Прошагав по территории сада нужное расстояние, дети и воспитательница скрылись в двухэтажном здании. Кто-нибудь сведущий, оставшийся снаружи, мог бы с уверенностью предположить, что сейчас они пройдут мимо распахнутой двери на кухню, откуда доносятся завлекательнейшие запахи, смех и лязганье посуды, затем – мимо комнат младшей и средней группы и попадут в раздевалку. Там маленький отряд переоденется, открыв зеленые деревянные шкафчики, внутри которых, помимо второй обуви, лежат трусы и носки на чрезвычайный случай. Потом все по лестнице с низенькими перильцами поднимутся на второй этаж и, минуя дверь в большой танцевально-праздничный зал, проследуют в свою комнату, где будут накормлены и уложены в кровать. Но никого, кто мог бы предсказать с такой точностью путь маленького отряда, снаружи здания не было и в помине; лазутчика, прокравшегося за детсадовцами в их цитадель, тоже не было, а потому нельзя сказать определенно, что же случилось внутри с маленьким отрядом под предводительством тети Тамары.
* * *
Был тихий час, когда Женя, проснувшись и увидев белый потолок, прошептал Иисусову молитву.

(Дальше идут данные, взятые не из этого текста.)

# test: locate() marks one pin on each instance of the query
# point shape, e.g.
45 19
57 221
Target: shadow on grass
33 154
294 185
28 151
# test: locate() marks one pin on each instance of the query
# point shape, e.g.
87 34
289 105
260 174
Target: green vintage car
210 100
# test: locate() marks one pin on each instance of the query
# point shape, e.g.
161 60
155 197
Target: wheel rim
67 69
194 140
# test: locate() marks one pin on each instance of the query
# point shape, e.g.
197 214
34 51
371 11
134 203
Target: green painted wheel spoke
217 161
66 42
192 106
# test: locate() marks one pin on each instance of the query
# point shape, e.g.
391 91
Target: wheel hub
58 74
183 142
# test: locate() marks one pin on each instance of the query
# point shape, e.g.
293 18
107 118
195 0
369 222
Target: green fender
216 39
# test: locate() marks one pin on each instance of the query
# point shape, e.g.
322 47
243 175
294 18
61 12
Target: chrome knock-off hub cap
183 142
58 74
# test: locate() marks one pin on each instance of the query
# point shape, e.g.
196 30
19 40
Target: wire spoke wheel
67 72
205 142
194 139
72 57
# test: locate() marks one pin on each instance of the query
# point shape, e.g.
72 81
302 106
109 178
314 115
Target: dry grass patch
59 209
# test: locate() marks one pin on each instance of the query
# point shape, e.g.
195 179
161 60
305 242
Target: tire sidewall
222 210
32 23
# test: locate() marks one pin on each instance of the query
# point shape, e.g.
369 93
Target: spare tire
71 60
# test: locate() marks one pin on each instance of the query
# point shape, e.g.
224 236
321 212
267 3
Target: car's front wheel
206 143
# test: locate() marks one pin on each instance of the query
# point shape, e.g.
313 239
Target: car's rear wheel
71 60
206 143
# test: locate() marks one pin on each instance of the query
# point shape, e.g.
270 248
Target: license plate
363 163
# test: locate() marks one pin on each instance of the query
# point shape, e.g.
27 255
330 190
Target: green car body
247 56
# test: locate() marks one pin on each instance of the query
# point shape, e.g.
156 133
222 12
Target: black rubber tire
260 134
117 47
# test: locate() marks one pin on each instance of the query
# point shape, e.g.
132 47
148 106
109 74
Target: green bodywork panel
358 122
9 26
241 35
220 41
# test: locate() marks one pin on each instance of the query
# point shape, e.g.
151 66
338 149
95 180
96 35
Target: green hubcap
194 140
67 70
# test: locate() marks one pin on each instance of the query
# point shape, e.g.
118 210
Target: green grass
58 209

На простыне под мальчиком и на пододеяльнике над мальчиком стояли сивые штампы; штампов на наволочке не было. От долгого смотрения вверх после пробуждения у Жени потекли слезы – такое случается с задумчивыми людьми и в более позднем возрасте. Одна слезинка щекочуще проползла по скуле и впиталась в наволочку, а другую Женя, не утерпев, смазал.
Он лежал на крайней кровати и, повернувшись на бок, увидел остальные одиннадцать, стоящие впритык и образующие сонный кроватный ряд. Дети явно спали, и сказочная тишина пульсировала от их легкого слаженного дыхания. Ни воспитательницы, ни нянечки поблизости не было.

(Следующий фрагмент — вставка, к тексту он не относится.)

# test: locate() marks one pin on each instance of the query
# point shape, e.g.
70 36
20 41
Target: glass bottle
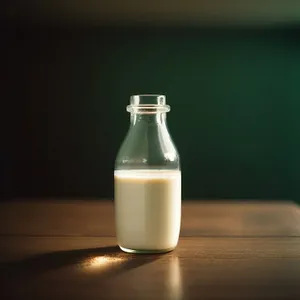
147 180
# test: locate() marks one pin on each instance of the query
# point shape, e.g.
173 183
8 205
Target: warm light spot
100 262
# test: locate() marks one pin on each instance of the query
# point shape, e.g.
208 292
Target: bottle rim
148 108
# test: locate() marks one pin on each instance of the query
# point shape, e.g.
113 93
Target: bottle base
145 251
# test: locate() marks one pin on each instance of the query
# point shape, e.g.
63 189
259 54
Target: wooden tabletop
227 250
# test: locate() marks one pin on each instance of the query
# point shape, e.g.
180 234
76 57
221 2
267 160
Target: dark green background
234 95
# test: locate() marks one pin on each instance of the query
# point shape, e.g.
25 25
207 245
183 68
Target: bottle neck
155 118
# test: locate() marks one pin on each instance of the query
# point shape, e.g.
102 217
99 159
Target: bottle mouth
148 104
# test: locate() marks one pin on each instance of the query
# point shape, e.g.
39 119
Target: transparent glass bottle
147 180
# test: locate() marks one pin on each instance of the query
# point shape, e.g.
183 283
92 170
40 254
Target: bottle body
148 185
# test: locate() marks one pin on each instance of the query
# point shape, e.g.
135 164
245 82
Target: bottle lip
148 108
148 103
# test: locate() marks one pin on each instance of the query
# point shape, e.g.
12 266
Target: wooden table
67 250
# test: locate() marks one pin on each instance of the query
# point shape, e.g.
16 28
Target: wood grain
67 250
200 268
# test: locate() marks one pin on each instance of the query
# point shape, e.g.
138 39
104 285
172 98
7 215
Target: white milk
148 209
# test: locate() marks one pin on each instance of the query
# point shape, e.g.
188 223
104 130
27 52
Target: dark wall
234 95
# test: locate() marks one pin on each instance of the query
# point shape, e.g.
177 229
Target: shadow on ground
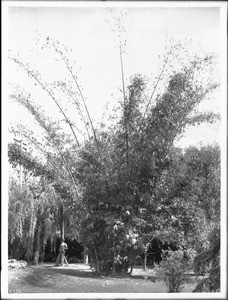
44 276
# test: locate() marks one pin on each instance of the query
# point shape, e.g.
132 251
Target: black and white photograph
114 131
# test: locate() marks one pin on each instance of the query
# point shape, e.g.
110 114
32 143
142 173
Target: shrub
174 268
211 259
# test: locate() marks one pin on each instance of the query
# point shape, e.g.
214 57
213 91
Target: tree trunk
97 260
86 256
62 222
37 245
145 261
114 256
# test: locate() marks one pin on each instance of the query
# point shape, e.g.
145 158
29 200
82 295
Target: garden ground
79 278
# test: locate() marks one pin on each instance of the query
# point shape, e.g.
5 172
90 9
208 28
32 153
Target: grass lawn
78 278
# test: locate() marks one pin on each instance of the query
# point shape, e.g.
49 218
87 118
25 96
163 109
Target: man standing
62 251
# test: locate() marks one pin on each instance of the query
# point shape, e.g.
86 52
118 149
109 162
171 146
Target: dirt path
78 278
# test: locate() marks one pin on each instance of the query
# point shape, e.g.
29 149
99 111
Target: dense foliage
125 183
175 268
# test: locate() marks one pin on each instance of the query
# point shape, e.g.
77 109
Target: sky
88 31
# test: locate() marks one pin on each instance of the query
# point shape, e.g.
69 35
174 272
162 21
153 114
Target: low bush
175 268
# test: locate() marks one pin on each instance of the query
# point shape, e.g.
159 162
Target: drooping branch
49 130
69 68
35 76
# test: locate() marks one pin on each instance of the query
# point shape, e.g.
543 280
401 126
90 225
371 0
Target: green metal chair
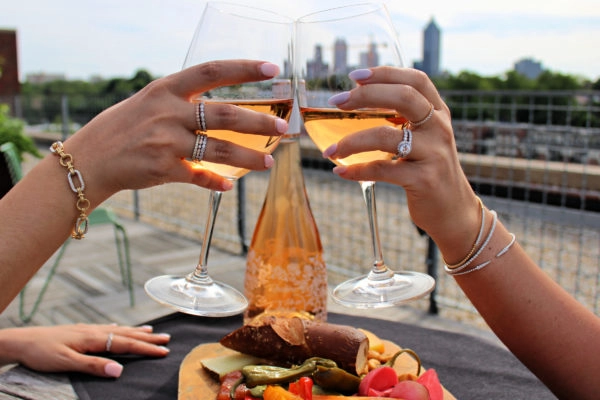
100 215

Женя впервые проснулся так – посреди тихого часа, в сонном царстве; он прислушивался, прислушивался, и ему становилось жутко и весело. Зажмурившись и снова открыв глаза, он зачем-то принялся дышать в ритм со всеми, а это было сложно: не хватало воздуха, но Женя боялся нарушить пульс тишины и дышал в лад.
И вдруг с мальчиком начало происходить нечто странное: вздохнув в очередной раз, он вспомнил, что раньше, когда еще не мог говорить, он постоянно слышал пульс тишины, даже если тихо и не было. Тогда он понимал грандиозную важность этого пульса, понимал, что взрослые ничего подобного не слышат, жалел их и совсем не хотел учиться разговаривать. Выдохнув и вздохнув вновь, Женя почувствовал, что его глаза, совсем недавно высохшие, мгновенно помокрели, и ему вспомнилась еще одна часть величайшей тайны, открытой младенцам. Ему вспомнилось то, что он видел раньше, когда еще не мог говорить, – то, за чем он внимательно наблюдал тогда и чего не опишешь словами.